Per quanto profondo fosse l’orrore e il disprezzo degli anni trascorsi nelle vanitá del mondo, come avrebb’egli potuto far getto della propria coltura, di quel patrimonio intellettuale, caro sopra ogni altro perché frutto in ciascuno di inenarrabili fatiche, senza sentirsi miseramente inaridire quella ricca vena poetica, onde, come altrettanti ruscelli, scaturivano i suoi sacri ritmi, schiumeggianti e torbidi talvolta per l’impeto della discesa, ma sempre meravigliosi di vita e di freschezza? Iacopone parlava e componeva nel suo nativo dialetto così come solevano le persone della sua coltura. E non sarebbe giusto rifiutare inesorabilmente come alterazioni illegittime di amanuensi e di editori tutto ciò (e non è gran cosa) che nel testo dell’edizione fiorentina del 1490 sembra discostarsi dalle particolari caratteristiche del dialetto tudertino»1.

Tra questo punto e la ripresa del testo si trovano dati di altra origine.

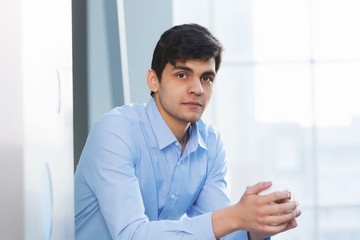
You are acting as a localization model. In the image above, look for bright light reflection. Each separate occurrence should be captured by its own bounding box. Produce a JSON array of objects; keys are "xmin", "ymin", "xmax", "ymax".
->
[
  {"xmin": 312, "ymin": 0, "xmax": 360, "ymax": 60},
  {"xmin": 251, "ymin": 0, "xmax": 311, "ymax": 61},
  {"xmin": 314, "ymin": 62, "xmax": 360, "ymax": 127},
  {"xmin": 254, "ymin": 64, "xmax": 313, "ymax": 127}
]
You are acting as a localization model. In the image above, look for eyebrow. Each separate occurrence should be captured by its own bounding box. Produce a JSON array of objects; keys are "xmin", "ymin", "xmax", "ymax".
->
[
  {"xmin": 202, "ymin": 71, "xmax": 216, "ymax": 77},
  {"xmin": 172, "ymin": 65, "xmax": 216, "ymax": 76},
  {"xmin": 173, "ymin": 65, "xmax": 193, "ymax": 73}
]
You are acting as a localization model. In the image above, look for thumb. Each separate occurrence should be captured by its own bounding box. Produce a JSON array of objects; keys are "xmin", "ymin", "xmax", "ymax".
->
[{"xmin": 246, "ymin": 181, "xmax": 272, "ymax": 195}]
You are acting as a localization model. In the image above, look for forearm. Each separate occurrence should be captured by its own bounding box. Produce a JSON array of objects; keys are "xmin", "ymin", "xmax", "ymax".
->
[
  {"xmin": 212, "ymin": 205, "xmax": 240, "ymax": 239},
  {"xmin": 212, "ymin": 205, "xmax": 257, "ymax": 240},
  {"xmin": 211, "ymin": 205, "xmax": 270, "ymax": 240},
  {"xmin": 120, "ymin": 212, "xmax": 216, "ymax": 240}
]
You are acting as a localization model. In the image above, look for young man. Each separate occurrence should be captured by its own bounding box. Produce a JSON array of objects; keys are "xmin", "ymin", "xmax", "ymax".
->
[{"xmin": 74, "ymin": 24, "xmax": 301, "ymax": 240}]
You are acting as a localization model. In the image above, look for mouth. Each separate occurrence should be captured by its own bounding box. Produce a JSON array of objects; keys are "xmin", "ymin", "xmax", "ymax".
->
[{"xmin": 182, "ymin": 101, "xmax": 202, "ymax": 108}]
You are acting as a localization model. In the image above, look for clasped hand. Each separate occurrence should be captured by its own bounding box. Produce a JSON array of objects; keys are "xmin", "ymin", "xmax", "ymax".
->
[{"xmin": 235, "ymin": 182, "xmax": 301, "ymax": 240}]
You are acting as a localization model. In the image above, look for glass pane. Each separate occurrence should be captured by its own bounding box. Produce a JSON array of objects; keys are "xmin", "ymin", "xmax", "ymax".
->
[
  {"xmin": 254, "ymin": 63, "xmax": 313, "ymax": 127},
  {"xmin": 314, "ymin": 62, "xmax": 360, "ymax": 127},
  {"xmin": 319, "ymin": 208, "xmax": 360, "ymax": 239},
  {"xmin": 315, "ymin": 62, "xmax": 360, "ymax": 206},
  {"xmin": 252, "ymin": 0, "xmax": 311, "ymax": 61},
  {"xmin": 172, "ymin": 0, "xmax": 212, "ymax": 28},
  {"xmin": 213, "ymin": 0, "xmax": 254, "ymax": 62},
  {"xmin": 318, "ymin": 150, "xmax": 360, "ymax": 206},
  {"xmin": 214, "ymin": 64, "xmax": 255, "ymax": 165},
  {"xmin": 276, "ymin": 207, "xmax": 316, "ymax": 240},
  {"xmin": 312, "ymin": 0, "xmax": 360, "ymax": 60}
]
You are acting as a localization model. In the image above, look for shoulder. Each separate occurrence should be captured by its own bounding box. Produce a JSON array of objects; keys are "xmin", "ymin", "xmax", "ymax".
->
[
  {"xmin": 80, "ymin": 103, "xmax": 146, "ymax": 167},
  {"xmin": 93, "ymin": 103, "xmax": 146, "ymax": 132},
  {"xmin": 197, "ymin": 119, "xmax": 226, "ymax": 173},
  {"xmin": 197, "ymin": 119, "xmax": 224, "ymax": 158},
  {"xmin": 197, "ymin": 119, "xmax": 222, "ymax": 144},
  {"xmin": 86, "ymin": 103, "xmax": 147, "ymax": 153}
]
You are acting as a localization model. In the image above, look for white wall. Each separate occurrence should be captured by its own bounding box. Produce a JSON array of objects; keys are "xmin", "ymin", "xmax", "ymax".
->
[{"xmin": 0, "ymin": 0, "xmax": 74, "ymax": 239}]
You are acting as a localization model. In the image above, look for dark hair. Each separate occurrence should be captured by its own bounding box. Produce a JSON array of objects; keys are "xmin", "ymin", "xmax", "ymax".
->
[{"xmin": 150, "ymin": 23, "xmax": 223, "ymax": 96}]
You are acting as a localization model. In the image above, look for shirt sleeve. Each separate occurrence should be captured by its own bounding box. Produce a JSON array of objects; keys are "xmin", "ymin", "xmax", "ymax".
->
[
  {"xmin": 186, "ymin": 131, "xmax": 269, "ymax": 240},
  {"xmin": 79, "ymin": 115, "xmax": 218, "ymax": 240}
]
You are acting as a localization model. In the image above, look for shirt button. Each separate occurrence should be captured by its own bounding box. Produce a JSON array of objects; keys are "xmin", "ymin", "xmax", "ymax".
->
[
  {"xmin": 177, "ymin": 161, "xmax": 181, "ymax": 166},
  {"xmin": 171, "ymin": 194, "xmax": 175, "ymax": 199},
  {"xmin": 175, "ymin": 142, "xmax": 179, "ymax": 146}
]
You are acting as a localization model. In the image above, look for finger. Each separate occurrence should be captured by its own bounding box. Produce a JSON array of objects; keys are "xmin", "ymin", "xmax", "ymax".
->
[
  {"xmin": 268, "ymin": 201, "xmax": 298, "ymax": 215},
  {"xmin": 273, "ymin": 192, "xmax": 291, "ymax": 204},
  {"xmin": 262, "ymin": 191, "xmax": 291, "ymax": 203},
  {"xmin": 265, "ymin": 209, "xmax": 299, "ymax": 225},
  {"xmin": 260, "ymin": 221, "xmax": 289, "ymax": 234},
  {"xmin": 283, "ymin": 218, "xmax": 298, "ymax": 232},
  {"xmin": 246, "ymin": 181, "xmax": 272, "ymax": 195},
  {"xmin": 274, "ymin": 198, "xmax": 289, "ymax": 204},
  {"xmin": 288, "ymin": 218, "xmax": 298, "ymax": 228}
]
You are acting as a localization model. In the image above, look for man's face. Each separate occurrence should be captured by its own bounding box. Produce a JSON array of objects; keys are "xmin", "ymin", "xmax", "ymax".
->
[{"xmin": 153, "ymin": 58, "xmax": 216, "ymax": 127}]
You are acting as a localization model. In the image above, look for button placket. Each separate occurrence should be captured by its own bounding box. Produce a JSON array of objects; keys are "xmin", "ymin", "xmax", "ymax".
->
[{"xmin": 159, "ymin": 154, "xmax": 183, "ymax": 219}]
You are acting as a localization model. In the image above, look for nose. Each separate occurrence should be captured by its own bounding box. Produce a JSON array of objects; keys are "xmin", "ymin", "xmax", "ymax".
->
[{"xmin": 189, "ymin": 78, "xmax": 203, "ymax": 95}]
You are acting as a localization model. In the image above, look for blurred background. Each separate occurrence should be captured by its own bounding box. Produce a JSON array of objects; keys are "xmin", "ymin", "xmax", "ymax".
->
[{"xmin": 1, "ymin": 0, "xmax": 359, "ymax": 239}]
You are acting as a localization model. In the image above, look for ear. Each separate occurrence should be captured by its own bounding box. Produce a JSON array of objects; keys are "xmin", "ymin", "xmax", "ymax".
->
[{"xmin": 147, "ymin": 69, "xmax": 159, "ymax": 93}]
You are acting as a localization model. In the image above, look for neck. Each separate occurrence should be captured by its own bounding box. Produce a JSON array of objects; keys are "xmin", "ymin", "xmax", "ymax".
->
[
  {"xmin": 175, "ymin": 126, "xmax": 190, "ymax": 157},
  {"xmin": 179, "ymin": 127, "xmax": 190, "ymax": 151}
]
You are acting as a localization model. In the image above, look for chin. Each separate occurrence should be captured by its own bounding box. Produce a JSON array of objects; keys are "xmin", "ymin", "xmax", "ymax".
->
[
  {"xmin": 177, "ymin": 111, "xmax": 204, "ymax": 123},
  {"xmin": 184, "ymin": 115, "xmax": 202, "ymax": 123}
]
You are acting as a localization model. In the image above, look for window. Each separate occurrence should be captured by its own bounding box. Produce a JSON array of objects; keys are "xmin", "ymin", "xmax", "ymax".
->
[{"xmin": 173, "ymin": 0, "xmax": 360, "ymax": 239}]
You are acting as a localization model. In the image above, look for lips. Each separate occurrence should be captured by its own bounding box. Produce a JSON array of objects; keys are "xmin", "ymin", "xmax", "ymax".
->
[{"xmin": 183, "ymin": 100, "xmax": 202, "ymax": 108}]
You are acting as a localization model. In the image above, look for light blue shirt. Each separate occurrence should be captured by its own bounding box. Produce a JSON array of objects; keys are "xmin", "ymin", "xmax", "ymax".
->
[{"xmin": 75, "ymin": 97, "xmax": 250, "ymax": 240}]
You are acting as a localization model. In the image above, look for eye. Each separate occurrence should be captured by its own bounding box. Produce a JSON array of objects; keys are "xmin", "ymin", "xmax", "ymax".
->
[
  {"xmin": 176, "ymin": 73, "xmax": 188, "ymax": 79},
  {"xmin": 201, "ymin": 76, "xmax": 214, "ymax": 83}
]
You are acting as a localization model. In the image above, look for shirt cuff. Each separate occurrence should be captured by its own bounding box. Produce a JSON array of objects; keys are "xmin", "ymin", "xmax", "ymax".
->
[
  {"xmin": 200, "ymin": 213, "xmax": 271, "ymax": 240},
  {"xmin": 241, "ymin": 230, "xmax": 249, "ymax": 240},
  {"xmin": 246, "ymin": 231, "xmax": 271, "ymax": 240},
  {"xmin": 191, "ymin": 212, "xmax": 217, "ymax": 240}
]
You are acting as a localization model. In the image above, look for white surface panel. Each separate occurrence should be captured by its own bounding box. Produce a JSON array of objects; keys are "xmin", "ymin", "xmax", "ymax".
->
[{"xmin": 22, "ymin": 0, "xmax": 74, "ymax": 239}]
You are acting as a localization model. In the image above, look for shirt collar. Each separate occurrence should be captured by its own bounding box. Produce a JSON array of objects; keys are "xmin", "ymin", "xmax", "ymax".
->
[
  {"xmin": 145, "ymin": 97, "xmax": 207, "ymax": 151},
  {"xmin": 146, "ymin": 97, "xmax": 177, "ymax": 150},
  {"xmin": 188, "ymin": 123, "xmax": 208, "ymax": 152}
]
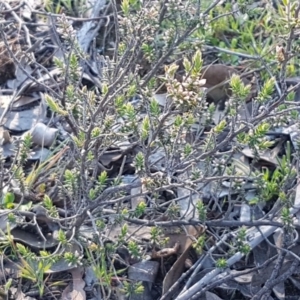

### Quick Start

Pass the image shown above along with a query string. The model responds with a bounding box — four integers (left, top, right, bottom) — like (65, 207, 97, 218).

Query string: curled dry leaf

(0, 127, 11, 145)
(162, 225, 205, 298)
(61, 267, 86, 300)
(152, 242, 180, 258)
(28, 122, 58, 147)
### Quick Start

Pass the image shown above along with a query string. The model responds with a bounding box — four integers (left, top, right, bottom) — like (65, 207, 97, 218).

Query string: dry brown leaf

(2, 100, 47, 132)
(7, 227, 59, 249)
(13, 94, 40, 108)
(70, 267, 86, 300)
(61, 267, 86, 300)
(99, 152, 123, 166)
(61, 283, 72, 300)
(0, 94, 41, 110)
(19, 68, 63, 94)
(152, 242, 180, 258)
(0, 127, 11, 145)
(162, 225, 205, 297)
(242, 148, 279, 166)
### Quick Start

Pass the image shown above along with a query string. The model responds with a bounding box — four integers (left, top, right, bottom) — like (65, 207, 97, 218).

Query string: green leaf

(165, 63, 179, 78)
(43, 263, 52, 273)
(98, 171, 108, 186)
(183, 57, 192, 73)
(134, 152, 144, 171)
(91, 127, 101, 138)
(121, 0, 130, 15)
(141, 116, 150, 140)
(102, 83, 109, 95)
(3, 192, 15, 206)
(89, 188, 96, 200)
(150, 99, 160, 117)
(4, 278, 12, 291)
(214, 120, 227, 134)
(43, 195, 53, 208)
(45, 94, 68, 116)
(121, 224, 128, 236)
(6, 203, 14, 209)
(192, 49, 203, 73)
(16, 243, 29, 256)
(249, 197, 259, 205)
(174, 115, 183, 127)
(53, 57, 64, 69)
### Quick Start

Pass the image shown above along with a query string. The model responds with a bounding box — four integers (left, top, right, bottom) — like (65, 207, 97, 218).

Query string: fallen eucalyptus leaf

(4, 103, 47, 132)
(61, 267, 86, 300)
(13, 94, 40, 109)
(128, 261, 159, 284)
(7, 227, 58, 249)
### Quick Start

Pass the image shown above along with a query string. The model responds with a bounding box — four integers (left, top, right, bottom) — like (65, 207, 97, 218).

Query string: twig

(187, 254, 278, 300)
(203, 45, 276, 61)
(1, 2, 33, 58)
(251, 258, 299, 300)
(278, 0, 300, 94)
(124, 218, 283, 228)
(31, 9, 113, 22)
(76, 0, 108, 52)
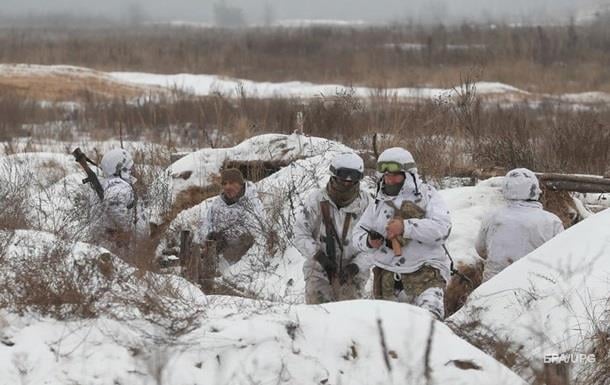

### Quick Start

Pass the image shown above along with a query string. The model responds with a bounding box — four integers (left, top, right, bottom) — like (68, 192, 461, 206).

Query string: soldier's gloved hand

(206, 231, 220, 241)
(339, 263, 359, 285)
(314, 251, 337, 279)
(206, 231, 227, 250)
(367, 231, 384, 249)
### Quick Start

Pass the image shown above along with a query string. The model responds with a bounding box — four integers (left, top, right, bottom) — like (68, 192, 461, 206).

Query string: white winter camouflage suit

(93, 176, 147, 254)
(352, 173, 451, 319)
(198, 181, 265, 265)
(294, 187, 372, 304)
(476, 200, 564, 282)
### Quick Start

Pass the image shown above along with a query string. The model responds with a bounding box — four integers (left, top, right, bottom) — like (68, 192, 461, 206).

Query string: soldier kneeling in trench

(192, 168, 265, 292)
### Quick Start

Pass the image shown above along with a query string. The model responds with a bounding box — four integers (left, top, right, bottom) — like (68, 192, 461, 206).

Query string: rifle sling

(320, 201, 342, 252)
(320, 201, 353, 273)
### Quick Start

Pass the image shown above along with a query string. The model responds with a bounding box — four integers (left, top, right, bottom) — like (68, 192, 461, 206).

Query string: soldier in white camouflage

(94, 148, 148, 255)
(352, 148, 451, 320)
(294, 152, 372, 304)
(199, 168, 265, 266)
(476, 168, 564, 281)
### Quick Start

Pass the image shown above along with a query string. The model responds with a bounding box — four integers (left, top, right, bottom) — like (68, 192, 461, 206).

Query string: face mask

(382, 179, 405, 196)
(327, 177, 359, 207)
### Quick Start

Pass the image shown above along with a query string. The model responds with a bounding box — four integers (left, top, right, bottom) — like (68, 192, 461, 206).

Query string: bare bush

(0, 230, 205, 334)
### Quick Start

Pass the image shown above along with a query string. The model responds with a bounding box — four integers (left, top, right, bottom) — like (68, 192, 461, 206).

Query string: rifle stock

(72, 147, 104, 201)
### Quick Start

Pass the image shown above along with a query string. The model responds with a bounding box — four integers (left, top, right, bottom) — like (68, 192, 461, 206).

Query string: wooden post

(200, 240, 218, 293)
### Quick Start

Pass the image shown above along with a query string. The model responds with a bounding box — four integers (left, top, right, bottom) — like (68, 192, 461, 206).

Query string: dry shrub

(1, 241, 101, 318)
(2, 22, 610, 92)
(171, 185, 220, 221)
(447, 312, 546, 383)
(543, 114, 610, 175)
(581, 328, 610, 385)
(444, 259, 484, 317)
(540, 187, 579, 229)
(0, 230, 205, 334)
(0, 162, 30, 230)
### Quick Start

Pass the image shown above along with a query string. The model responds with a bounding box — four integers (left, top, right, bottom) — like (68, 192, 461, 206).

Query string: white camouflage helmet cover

(330, 152, 364, 181)
(502, 168, 542, 200)
(100, 148, 134, 179)
(377, 147, 417, 174)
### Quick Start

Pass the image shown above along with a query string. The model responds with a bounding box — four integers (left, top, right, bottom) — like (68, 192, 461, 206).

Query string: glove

(314, 251, 337, 279)
(206, 231, 227, 250)
(366, 231, 384, 248)
(339, 263, 360, 285)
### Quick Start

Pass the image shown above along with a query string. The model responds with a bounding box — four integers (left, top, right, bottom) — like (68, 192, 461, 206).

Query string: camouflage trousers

(305, 274, 365, 305)
(373, 265, 446, 320)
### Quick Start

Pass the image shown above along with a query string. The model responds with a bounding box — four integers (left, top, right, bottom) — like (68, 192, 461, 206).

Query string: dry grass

(0, 73, 157, 102)
(1, 21, 610, 93)
(2, 83, 609, 179)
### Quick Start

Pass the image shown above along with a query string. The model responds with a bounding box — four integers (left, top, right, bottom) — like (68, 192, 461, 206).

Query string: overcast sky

(1, 0, 604, 25)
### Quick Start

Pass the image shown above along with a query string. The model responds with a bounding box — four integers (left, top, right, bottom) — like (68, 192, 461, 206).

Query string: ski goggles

(330, 166, 363, 182)
(377, 161, 416, 173)
(376, 161, 403, 173)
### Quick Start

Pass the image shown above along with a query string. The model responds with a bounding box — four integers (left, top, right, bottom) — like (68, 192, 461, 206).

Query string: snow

(0, 297, 526, 385)
(272, 19, 369, 27)
(558, 91, 610, 104)
(109, 70, 528, 100)
(1, 131, 601, 383)
(168, 133, 352, 197)
(448, 208, 610, 381)
(161, 139, 507, 302)
(3, 63, 610, 105)
(0, 64, 610, 104)
(384, 43, 487, 51)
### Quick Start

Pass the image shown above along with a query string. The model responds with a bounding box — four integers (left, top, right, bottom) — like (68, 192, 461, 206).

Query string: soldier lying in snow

(294, 152, 372, 304)
(476, 168, 564, 282)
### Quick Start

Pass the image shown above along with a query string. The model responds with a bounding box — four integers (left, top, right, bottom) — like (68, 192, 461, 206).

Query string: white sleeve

(293, 193, 321, 260)
(352, 202, 377, 253)
(403, 188, 452, 245)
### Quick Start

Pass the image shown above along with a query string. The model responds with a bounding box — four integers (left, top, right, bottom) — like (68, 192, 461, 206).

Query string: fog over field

(2, 0, 606, 24)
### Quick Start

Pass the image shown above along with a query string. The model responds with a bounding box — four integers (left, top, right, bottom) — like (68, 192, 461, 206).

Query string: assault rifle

(72, 147, 104, 201)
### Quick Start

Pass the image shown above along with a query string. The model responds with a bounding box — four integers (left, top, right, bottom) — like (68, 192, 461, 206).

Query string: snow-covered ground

(3, 63, 610, 105)
(160, 137, 511, 302)
(1, 133, 606, 383)
(0, 296, 526, 385)
(449, 207, 610, 382)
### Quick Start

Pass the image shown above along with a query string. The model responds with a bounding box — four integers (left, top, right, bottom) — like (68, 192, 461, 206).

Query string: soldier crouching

(196, 168, 265, 291)
(295, 152, 372, 304)
(352, 148, 451, 320)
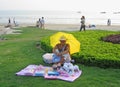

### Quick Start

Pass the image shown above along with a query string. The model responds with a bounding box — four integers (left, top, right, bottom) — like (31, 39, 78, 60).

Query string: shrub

(41, 30, 120, 68)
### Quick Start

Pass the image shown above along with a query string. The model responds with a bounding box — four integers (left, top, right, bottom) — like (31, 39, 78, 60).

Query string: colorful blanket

(16, 64, 82, 82)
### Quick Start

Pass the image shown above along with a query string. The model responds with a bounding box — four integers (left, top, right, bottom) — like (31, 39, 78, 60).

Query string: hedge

(40, 30, 120, 68)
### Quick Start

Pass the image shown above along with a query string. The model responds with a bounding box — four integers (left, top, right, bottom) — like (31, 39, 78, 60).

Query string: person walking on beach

(13, 18, 18, 26)
(8, 18, 11, 24)
(41, 17, 45, 29)
(38, 18, 42, 28)
(6, 18, 12, 28)
(36, 18, 41, 28)
(80, 16, 86, 31)
(36, 20, 39, 28)
(107, 19, 111, 26)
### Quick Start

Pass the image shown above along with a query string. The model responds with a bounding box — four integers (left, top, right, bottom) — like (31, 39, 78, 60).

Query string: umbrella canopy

(50, 32, 80, 54)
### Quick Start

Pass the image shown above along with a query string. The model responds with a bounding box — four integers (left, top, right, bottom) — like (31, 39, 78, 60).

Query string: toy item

(34, 65, 45, 76)
(61, 62, 74, 75)
(48, 71, 60, 76)
(35, 71, 44, 76)
(44, 71, 60, 79)
(58, 69, 69, 77)
(74, 65, 79, 72)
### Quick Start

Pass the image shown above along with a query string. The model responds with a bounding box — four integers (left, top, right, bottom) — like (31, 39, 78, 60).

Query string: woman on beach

(80, 16, 86, 31)
(38, 18, 42, 28)
(52, 36, 71, 68)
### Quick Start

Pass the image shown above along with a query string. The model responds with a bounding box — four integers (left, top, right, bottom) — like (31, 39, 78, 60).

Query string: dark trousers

(80, 25, 85, 31)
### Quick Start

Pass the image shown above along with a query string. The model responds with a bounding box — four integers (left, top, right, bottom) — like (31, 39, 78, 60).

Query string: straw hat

(59, 36, 67, 41)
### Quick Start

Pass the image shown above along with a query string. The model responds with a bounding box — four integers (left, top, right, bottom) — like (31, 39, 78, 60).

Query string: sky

(0, 0, 120, 12)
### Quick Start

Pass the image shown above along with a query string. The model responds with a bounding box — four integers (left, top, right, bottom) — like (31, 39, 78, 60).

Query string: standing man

(41, 17, 45, 29)
(80, 16, 86, 31)
(107, 19, 111, 26)
(8, 18, 12, 28)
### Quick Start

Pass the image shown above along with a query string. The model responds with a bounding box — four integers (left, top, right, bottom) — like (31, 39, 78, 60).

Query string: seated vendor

(52, 36, 71, 68)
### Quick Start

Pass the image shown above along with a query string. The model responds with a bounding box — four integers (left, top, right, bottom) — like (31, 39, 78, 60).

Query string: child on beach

(41, 17, 45, 29)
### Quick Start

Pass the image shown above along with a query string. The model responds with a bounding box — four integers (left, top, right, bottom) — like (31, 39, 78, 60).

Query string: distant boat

(100, 12, 106, 14)
(113, 12, 117, 14)
(113, 12, 120, 14)
(77, 11, 81, 13)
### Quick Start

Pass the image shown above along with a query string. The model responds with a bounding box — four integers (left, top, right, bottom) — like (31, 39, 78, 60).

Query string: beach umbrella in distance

(50, 32, 80, 54)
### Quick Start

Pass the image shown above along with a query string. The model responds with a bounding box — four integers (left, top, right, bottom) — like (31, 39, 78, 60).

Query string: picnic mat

(16, 64, 82, 82)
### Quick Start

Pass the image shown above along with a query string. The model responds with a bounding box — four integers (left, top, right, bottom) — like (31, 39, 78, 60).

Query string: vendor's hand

(54, 52, 59, 56)
(57, 53, 62, 56)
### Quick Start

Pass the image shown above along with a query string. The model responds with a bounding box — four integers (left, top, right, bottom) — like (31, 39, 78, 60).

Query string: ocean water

(0, 10, 120, 25)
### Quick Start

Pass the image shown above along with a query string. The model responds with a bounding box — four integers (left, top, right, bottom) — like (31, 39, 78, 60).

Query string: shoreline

(0, 24, 120, 35)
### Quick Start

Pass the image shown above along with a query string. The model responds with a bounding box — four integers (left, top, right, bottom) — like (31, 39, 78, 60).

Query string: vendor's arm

(52, 44, 59, 54)
(53, 44, 63, 56)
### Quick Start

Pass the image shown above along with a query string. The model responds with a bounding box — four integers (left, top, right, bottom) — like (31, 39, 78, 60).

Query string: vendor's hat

(59, 36, 67, 41)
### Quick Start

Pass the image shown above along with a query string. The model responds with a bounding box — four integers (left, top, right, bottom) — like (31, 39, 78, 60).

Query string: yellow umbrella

(50, 32, 80, 54)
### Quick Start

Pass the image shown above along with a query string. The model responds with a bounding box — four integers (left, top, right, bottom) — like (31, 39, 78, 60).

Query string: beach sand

(45, 24, 120, 31)
(0, 24, 120, 35)
(0, 25, 21, 35)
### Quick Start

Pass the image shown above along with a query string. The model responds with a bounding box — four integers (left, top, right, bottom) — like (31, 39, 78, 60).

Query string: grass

(0, 27, 120, 87)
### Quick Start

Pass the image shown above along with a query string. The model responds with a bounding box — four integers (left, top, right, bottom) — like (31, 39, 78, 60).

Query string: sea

(0, 10, 120, 25)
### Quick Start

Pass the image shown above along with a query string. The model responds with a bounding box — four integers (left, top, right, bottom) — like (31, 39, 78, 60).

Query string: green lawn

(0, 27, 120, 87)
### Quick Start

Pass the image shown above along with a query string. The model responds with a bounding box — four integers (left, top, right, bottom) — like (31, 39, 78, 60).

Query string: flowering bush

(102, 34, 120, 44)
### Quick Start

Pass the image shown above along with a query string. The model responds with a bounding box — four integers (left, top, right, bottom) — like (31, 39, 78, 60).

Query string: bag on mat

(43, 53, 61, 64)
(43, 53, 53, 64)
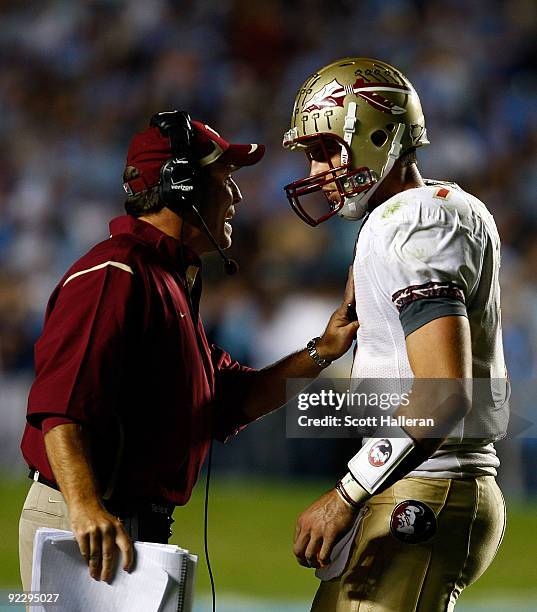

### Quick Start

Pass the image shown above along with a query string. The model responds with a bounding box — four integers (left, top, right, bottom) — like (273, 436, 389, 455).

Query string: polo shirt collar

(109, 215, 201, 269)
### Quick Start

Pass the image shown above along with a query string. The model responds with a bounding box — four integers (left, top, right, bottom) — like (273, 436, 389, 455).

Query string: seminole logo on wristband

(368, 439, 392, 466)
(390, 500, 437, 544)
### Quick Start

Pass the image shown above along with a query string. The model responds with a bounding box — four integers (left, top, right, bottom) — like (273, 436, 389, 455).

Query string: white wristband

(347, 428, 415, 495)
(337, 472, 370, 506)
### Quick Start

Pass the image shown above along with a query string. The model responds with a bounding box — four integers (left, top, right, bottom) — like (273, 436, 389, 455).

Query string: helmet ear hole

(371, 130, 388, 147)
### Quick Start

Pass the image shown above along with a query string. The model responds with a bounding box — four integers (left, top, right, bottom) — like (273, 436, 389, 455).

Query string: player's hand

(316, 266, 359, 361)
(293, 488, 358, 569)
(69, 501, 133, 582)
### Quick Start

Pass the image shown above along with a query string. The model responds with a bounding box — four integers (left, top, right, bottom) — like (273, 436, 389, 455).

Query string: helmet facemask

(283, 131, 377, 227)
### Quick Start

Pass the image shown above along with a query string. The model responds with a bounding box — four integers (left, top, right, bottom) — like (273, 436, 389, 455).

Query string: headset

Una delle questioni piú difficili e piú lungamente dibattute tra gli studiosi è quella che concerne l’autenticitá dei ritmi attribuiti a Iacopone. Le raccolte primitive dovevano contenere appena una novantina di laude, quante cioè ne contengono i codici del secolo xiv. Ma per la pronta diffusione che le poesie del Nostro ebbero nell’Umbria, nella Toscana e nell’Italia settentrionale (diffusione dovuta, oltre che al merito intrinseco dell’opera iacoponica, anche alla fiera discordia fervente nel seno stesso dell’ordine francescano tra i vari partiti, per alcuno dei quali il nome di Iacopone potè servire quasi di segnacolo in vessillo, e alla aureola di martirio che la leggenda non tardò a creare intorno all’austera figura del poeta tuderte), il primitivo corpo laudistico iacoponico andò a mano a mano aumentando, fino a raggiungere e a sorpassare nel secolo xvii il numero di duecento composizioni.

  1. Cfr. la mia prefazione alla ristampa della Societá filologica romana.